Deliciously dressed with a lemony, piquant flavor, this pasta salad is both fresh and light, as well as rich and satisfying.

    • 1¼ teaspoon garlic, minced
    • ½ teaspoon dry mustard
    • ½ teaspoon salt
    • 1/8 teaspoon pepper
    • ½ teaspoon Italian seasonings
    • 1 tablespoon capers, chopped
    • 1 teaspoon fresh lemon juice
    • zest of 1 lemon
    • ½ teaspoon Worcestershire sauce
    • pinch of cayenne
    • 2 tablespoons wine vinegar, red or white
    • ¼ cup olive oil
    • shaved Asiago, Parmesan, or other sharp hard cheese to garnish top (optional)
    • 1 (8 oz) box Pamela's Rotini
    • ¼ red onion, sliced thin and separated
    • 1 tablespoon Italian parsley, chopped
    • 1 cup cherry tomatoes, cut in half
    • ½ cup Kalamata olives, or olives of choice, roughly chopped

    Make the salad dressing first to give it time to mature.


    In pint jar or bowl, add all ingredients, except olive oil.

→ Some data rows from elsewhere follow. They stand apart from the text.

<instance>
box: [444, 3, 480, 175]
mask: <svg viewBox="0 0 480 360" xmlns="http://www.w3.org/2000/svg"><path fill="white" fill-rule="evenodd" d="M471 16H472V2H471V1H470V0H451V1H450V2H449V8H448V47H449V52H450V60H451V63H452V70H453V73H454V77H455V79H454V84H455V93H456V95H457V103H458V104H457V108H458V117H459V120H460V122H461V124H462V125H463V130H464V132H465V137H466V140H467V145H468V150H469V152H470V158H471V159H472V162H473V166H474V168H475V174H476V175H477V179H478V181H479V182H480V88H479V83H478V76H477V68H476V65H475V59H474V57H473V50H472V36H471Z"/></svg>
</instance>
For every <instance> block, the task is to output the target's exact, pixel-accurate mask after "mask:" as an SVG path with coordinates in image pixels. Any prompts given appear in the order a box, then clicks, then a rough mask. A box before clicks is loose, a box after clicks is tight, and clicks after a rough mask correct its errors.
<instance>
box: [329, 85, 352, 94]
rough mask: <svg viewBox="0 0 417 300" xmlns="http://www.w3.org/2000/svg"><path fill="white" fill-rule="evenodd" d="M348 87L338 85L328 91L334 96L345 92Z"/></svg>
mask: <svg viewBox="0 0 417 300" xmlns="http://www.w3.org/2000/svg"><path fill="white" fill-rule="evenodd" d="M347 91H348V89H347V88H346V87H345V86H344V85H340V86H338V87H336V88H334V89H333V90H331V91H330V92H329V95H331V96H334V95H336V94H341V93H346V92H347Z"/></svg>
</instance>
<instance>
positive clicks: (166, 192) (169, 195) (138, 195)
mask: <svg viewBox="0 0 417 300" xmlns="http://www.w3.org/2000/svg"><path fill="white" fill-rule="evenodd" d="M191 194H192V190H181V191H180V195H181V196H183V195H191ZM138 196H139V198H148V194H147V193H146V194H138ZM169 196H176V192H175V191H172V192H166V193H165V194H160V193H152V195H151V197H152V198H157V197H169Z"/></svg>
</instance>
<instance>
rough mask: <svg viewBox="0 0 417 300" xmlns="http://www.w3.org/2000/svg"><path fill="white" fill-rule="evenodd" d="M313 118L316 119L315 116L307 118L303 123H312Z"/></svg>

Then add olive oil and shake, shake, shake or whisk dressing together very well, and let sit at room temperature.


    Cook pasta in a large pot of boiling water, according to package directions. Drain and rinse well with cold water. Shake all the excess water off the pasta.

    Put pasta in large bowl and dress with half the dressing. Toss gently until pasta is well coated. Add in onions and parley first, toss again, then add the olives and tomatoes and toss all together with a little more dressing.

    Chef’s Note: If there is a little dressing left (probably 2 TBSP), save it to freshen the salad the next day.